India is still deciding whether to allow gene preparation for better crops. “Indian scientists have argued that, since SDN-1 and SDN-2 do not use any foreign genes, the crop developed using these methods should be treated as crops. normal. Those developed using SDN-3 can be placed under GMO regulation, ”says Chinnusamy Vishwanathan, Chief Scientist and Head of the Department of Plant Psychology, Indian Agricultural Research Institute, Delhi.
Many research organizations, however, are already trying to use genome editing tools for crop development. Vishwanathan uses gene preparation to introduce salt tolerance (which helps crops grow in salt water) in a popular rice mix, MTU1010, grown over 3 million hectares in the east and head southern India.

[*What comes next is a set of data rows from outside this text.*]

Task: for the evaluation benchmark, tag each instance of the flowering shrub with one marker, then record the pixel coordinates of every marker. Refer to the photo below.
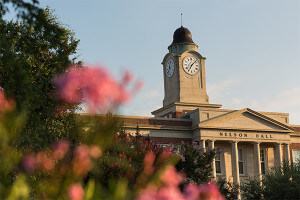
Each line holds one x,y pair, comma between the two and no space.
104,163
94,86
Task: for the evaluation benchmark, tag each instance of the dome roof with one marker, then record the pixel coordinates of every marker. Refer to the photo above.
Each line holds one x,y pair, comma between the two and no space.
182,35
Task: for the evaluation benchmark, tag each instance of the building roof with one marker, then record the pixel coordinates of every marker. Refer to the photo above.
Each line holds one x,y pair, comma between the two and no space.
182,35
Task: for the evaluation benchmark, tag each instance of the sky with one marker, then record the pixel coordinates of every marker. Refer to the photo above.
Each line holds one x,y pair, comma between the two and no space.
252,47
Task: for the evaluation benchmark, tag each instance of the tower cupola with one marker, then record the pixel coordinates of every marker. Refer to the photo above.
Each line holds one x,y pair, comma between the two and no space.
182,41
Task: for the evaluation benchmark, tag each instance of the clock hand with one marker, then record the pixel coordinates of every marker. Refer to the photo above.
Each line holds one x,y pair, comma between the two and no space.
191,65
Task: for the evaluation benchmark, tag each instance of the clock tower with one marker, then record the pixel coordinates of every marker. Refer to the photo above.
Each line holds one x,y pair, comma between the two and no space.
184,77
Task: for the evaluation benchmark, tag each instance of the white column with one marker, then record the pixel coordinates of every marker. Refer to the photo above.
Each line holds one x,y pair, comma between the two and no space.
213,164
202,144
287,152
236,174
278,154
257,159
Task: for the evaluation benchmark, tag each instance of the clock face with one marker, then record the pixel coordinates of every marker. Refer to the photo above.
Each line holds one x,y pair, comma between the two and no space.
170,67
191,65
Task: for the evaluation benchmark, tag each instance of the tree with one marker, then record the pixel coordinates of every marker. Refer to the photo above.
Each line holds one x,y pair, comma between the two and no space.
31,53
195,162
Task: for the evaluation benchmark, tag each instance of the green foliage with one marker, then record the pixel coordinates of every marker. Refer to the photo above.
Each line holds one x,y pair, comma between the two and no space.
228,189
30,56
195,163
124,156
279,183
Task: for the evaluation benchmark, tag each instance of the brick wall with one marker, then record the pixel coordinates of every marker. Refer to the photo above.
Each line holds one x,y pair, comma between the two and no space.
293,146
136,121
166,140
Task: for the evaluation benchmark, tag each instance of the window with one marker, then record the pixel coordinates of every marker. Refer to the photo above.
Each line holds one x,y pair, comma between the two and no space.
262,161
241,161
296,155
218,163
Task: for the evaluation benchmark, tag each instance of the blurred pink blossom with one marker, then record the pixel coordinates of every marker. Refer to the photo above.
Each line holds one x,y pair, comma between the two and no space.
171,177
94,86
95,151
60,149
75,192
127,77
148,163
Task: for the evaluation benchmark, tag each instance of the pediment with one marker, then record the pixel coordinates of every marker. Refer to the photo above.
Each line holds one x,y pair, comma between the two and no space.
245,119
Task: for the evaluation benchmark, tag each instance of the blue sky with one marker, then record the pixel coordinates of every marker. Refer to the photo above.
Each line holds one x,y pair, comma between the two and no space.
252,47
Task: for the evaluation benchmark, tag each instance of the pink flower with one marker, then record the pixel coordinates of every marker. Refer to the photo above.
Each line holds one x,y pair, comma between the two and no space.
75,192
95,151
171,177
148,163
150,193
127,77
60,149
92,85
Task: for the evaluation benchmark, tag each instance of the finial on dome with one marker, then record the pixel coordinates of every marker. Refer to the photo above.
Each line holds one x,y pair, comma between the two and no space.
182,35
181,19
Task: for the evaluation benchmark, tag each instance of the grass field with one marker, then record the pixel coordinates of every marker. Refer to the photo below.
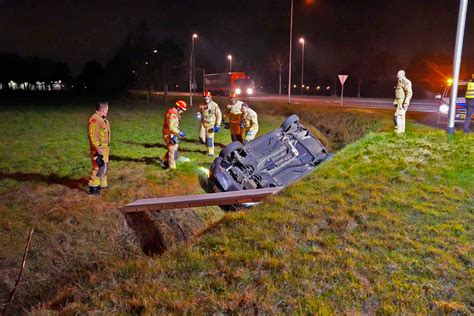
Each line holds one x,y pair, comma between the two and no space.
385,226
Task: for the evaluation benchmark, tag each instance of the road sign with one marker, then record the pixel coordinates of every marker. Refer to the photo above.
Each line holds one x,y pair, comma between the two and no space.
342,79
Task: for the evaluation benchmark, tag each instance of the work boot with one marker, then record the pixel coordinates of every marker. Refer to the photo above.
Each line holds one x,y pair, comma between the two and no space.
94,191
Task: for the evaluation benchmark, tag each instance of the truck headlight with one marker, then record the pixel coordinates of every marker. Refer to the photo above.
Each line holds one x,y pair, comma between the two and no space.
444,108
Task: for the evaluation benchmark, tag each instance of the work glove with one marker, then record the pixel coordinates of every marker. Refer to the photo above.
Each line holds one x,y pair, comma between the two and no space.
100,160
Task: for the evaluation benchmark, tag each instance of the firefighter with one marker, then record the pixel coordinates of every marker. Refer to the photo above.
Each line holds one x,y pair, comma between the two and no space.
249,123
98,132
211,118
403,94
469,104
171,132
234,113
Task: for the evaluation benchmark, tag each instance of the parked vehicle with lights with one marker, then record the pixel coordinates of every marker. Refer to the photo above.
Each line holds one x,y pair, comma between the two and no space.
225,83
443,110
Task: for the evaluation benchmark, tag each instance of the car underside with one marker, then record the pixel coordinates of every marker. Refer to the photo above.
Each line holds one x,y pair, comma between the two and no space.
275,159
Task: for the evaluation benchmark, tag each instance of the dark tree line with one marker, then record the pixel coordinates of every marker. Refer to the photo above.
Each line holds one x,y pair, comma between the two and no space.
141,62
31,69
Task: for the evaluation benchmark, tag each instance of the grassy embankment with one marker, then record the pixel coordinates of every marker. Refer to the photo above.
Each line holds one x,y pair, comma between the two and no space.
369,230
385,226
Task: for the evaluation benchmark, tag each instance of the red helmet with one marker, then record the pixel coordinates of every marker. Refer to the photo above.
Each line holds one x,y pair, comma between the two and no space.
180,104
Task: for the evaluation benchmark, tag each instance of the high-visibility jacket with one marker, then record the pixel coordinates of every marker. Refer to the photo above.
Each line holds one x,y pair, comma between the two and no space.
171,122
470,90
98,131
211,114
403,92
250,124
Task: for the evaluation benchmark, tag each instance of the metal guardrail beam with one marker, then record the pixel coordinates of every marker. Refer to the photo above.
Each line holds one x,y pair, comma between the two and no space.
186,201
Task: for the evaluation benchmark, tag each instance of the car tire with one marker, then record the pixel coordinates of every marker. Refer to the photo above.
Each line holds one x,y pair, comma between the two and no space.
230,148
292,119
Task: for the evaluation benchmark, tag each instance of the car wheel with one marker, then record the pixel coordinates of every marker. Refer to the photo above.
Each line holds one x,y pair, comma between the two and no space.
230,148
292,119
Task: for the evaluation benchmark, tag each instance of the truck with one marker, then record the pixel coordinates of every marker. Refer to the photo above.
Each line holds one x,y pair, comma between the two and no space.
224,83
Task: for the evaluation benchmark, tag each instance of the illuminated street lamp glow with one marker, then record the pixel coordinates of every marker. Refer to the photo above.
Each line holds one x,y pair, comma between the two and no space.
229,57
302,63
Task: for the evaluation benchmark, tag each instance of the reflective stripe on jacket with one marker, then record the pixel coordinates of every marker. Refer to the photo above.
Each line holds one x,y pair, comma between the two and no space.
171,122
98,131
403,92
470,90
211,114
250,121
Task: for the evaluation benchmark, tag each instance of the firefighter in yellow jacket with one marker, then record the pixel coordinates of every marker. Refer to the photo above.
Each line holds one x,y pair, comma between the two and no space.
234,114
249,123
171,132
403,94
98,131
211,118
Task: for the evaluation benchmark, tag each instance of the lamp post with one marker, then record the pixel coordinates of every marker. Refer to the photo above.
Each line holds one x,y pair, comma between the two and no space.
302,64
191,70
457,63
229,57
289,62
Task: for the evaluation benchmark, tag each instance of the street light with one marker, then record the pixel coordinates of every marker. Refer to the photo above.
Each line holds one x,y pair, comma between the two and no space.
191,70
229,57
302,63
289,62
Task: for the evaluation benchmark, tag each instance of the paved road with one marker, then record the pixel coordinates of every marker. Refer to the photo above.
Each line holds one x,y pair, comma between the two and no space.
429,106
416,105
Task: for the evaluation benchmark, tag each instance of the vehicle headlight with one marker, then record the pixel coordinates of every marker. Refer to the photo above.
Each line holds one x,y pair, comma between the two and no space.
444,108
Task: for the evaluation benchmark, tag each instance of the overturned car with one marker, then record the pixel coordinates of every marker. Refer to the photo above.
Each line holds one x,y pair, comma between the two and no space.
275,159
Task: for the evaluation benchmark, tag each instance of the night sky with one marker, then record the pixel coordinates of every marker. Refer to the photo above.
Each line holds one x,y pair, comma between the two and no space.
336,31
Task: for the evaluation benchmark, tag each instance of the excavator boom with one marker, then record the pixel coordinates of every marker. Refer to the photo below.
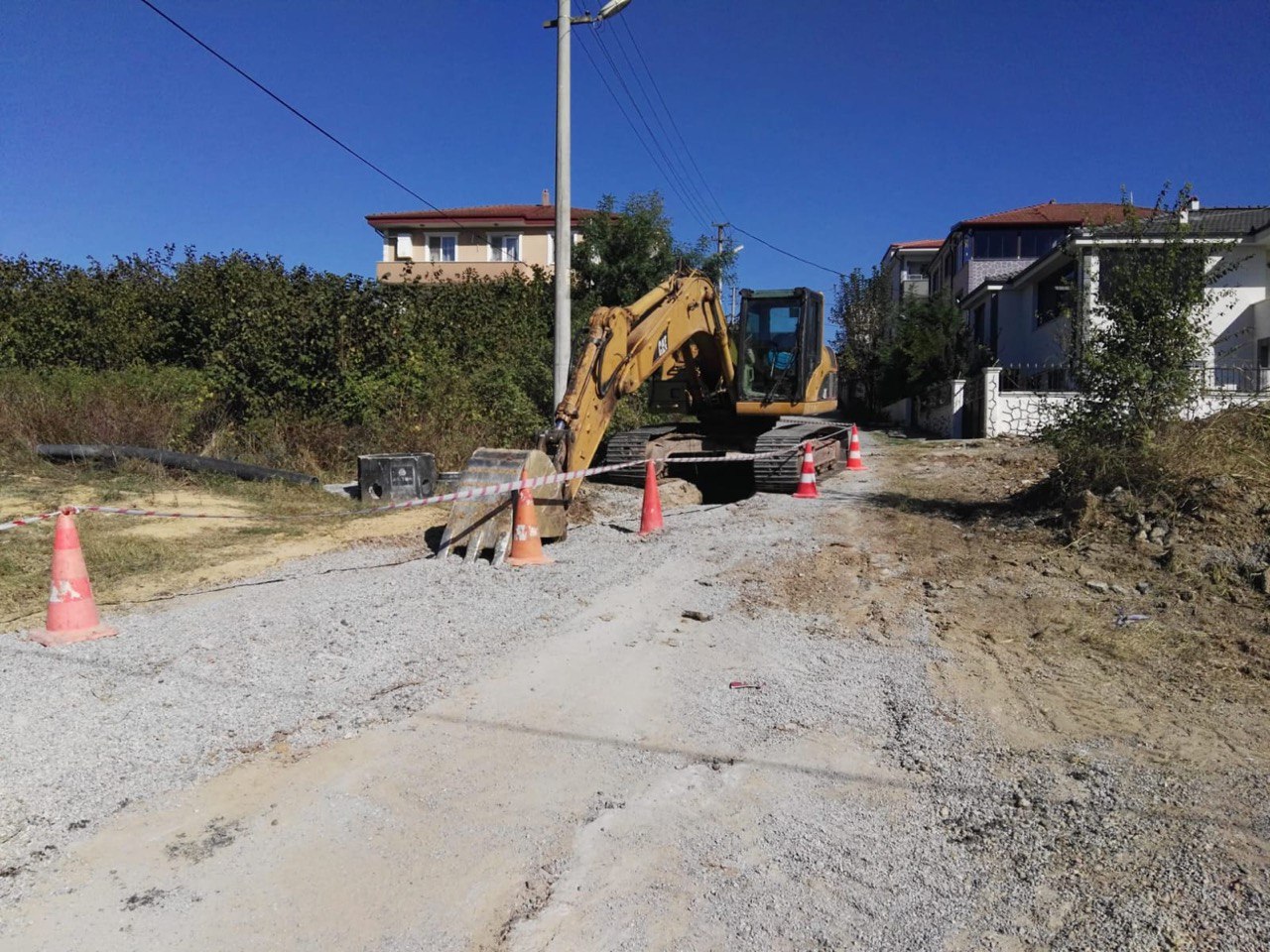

MK Reddy, a scientist at the International Center for Genetic Engineering and Biotechnology, Delhi, has also been working in this field. “Too many years of cultivation have led to the accumulation of too many negative genes in the rice plant.” Reddy cites an example of genes that inhibit the tillering (or branching) of rice. “If I eliminated those genes, I would become more active,” he says.
Gene preparation can also help improve a plant’s innate immunity. When pathogens such as fungi invade the plant system, they activate its native immunity to survive inside the plant. This can be addressed with technology, Reddy adds.
Further, generation down the line, these plants show no signs of development. “The tools I put in place to edit the genome will be removed in the crop of the next generation,” he explains.
Most scientists in the field of biotechnology feel that gene modification can solve problems of reduced agricultural productivity and loss of arable land as well as issues arising from climate change in production. will be.